やはり彼は太陽だった。時には暑い位、でも暖かく道を照らしてくれた。
「もう一度確認しておきたい。本当に俺の判断にしたがってくれるんだな?」
扉の前まで歩いていき、太一は振り返らずにそう告げた。全員、間髪いれずに頷いた。
「よし!じゃあ決めた!―光子郎、お前が選んでくれ!」
振り向いた太一の顔は、やけに明るさに満ち溢れていた。名指しされた光子郎は「え?ぼ、僕ですか?」と戸惑った風に躊躇ったが、「太一さんが決めたんなら」「頼むよ、光子郎」という仲間の声に、彼の口角はだんだんと結ばれていった。「はい」力強い、返事だった。
「…さてと」
「光子郎はん、パソコンで何か分かりまへんやろか?」
「パソコンで?…インターネットが使えたら、オカルト関係のひとに聞くこともできるんだけど…」
カタカタ、とキーボードを軽やかにタッチしていくと、画面上にはデビモン・レオモン・オーガモン・ケンタルモン・ホエーモンなどのデジモンたちの情報がデスクトップに出力された。
「…ん?」
ケンタルモンのところで、光子郎が僅かに反応する。一度ホエーモンを開いたタグを閉じ、もう一度ケンタルモンの頁を開く。更にバックを繰り返し、レオモンを抽出する。
「なら――猿は?」
カチ、カチ。 エテモンのページが現れた。「これだ!」三体のデジモンのページをデスクトップ上に並べ、更に考え込むようにその画面を見つめた。
「でも…意味は…」
それだけ分かっても意味が分からない。先ほどの栞と同じところで詰まった。そんな彼の後ろから、優しい声が降りかかった。
「…デジモンには属性がある」
「え…?」
「データ、ウイルス、ワクチン…。彼らには固有の属性があって、それらのグループに属することがある」
「属性…!」
その言葉通り、光子郎は属性のリンクをクリックした。すると、レオモン=成熟期ワクチン、ケンタルモン=成熟期データ、エテモン=完全体ウイルスと表示された。
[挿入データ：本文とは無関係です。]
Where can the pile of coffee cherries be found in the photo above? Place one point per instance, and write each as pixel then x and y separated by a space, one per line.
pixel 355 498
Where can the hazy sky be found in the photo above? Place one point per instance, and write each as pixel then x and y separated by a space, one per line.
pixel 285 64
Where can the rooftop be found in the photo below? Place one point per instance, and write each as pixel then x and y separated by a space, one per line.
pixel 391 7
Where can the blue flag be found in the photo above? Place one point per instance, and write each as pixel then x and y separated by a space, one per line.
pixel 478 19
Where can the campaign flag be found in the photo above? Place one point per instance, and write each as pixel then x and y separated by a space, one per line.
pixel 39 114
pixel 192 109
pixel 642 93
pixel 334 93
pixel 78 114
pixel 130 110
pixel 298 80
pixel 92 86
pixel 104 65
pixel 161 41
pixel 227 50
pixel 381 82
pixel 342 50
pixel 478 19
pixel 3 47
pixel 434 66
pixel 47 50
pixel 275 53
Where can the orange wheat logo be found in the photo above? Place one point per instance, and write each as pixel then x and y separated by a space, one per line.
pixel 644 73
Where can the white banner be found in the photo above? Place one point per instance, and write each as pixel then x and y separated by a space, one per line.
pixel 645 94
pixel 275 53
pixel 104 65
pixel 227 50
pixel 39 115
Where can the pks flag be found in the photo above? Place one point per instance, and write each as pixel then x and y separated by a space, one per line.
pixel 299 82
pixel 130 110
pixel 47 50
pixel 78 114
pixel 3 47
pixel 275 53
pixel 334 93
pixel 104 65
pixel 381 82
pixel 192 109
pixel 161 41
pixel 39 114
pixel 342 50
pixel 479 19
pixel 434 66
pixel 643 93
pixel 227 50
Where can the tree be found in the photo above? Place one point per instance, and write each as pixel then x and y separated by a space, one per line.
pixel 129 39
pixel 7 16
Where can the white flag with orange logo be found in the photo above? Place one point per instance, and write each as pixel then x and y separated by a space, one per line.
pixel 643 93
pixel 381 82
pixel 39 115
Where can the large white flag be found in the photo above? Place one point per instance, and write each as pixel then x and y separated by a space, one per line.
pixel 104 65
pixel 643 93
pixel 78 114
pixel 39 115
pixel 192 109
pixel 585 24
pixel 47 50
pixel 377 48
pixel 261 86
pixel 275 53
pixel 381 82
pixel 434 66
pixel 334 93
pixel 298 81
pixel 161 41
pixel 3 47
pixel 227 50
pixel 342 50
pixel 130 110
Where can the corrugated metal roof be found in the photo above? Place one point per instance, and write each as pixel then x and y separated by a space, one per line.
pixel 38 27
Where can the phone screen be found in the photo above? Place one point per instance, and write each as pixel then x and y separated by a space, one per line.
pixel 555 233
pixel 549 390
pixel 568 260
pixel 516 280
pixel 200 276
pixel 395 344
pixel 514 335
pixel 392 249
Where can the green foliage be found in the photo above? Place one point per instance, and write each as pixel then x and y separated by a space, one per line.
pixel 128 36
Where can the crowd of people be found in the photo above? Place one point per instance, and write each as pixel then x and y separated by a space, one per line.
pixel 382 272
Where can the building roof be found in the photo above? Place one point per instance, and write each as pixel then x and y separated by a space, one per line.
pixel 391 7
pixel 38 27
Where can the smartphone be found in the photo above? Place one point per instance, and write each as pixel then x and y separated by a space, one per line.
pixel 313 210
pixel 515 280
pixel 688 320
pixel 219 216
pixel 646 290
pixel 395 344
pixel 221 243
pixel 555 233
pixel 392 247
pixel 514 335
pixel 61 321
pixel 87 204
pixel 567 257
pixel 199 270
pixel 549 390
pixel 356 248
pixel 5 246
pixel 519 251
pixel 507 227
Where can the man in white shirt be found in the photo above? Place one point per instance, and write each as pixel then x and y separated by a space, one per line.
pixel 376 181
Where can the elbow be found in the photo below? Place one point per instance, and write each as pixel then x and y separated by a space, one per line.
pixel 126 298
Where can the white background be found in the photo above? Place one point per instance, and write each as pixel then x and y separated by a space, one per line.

「誰か!デジタマモンとトノサマゲコモンに会った人!」
「あ!僕だ!」
「デジヴァイスを!!」
丈から受け取ったデジヴァイスを素早くはめこみ、データを読み込む。トノサマゲコモン=完全体ウイルス。
「もしかしたら…!」
「分かったのか!?」
「―説明します!」
そういうと光子郎は子供たちの前に膝を折り、地面に6本の線を書き、横には右から猿、射手、ライオン。縦には上から星1個、星2個、星3個を描いた。石板と同じような割り振りだ。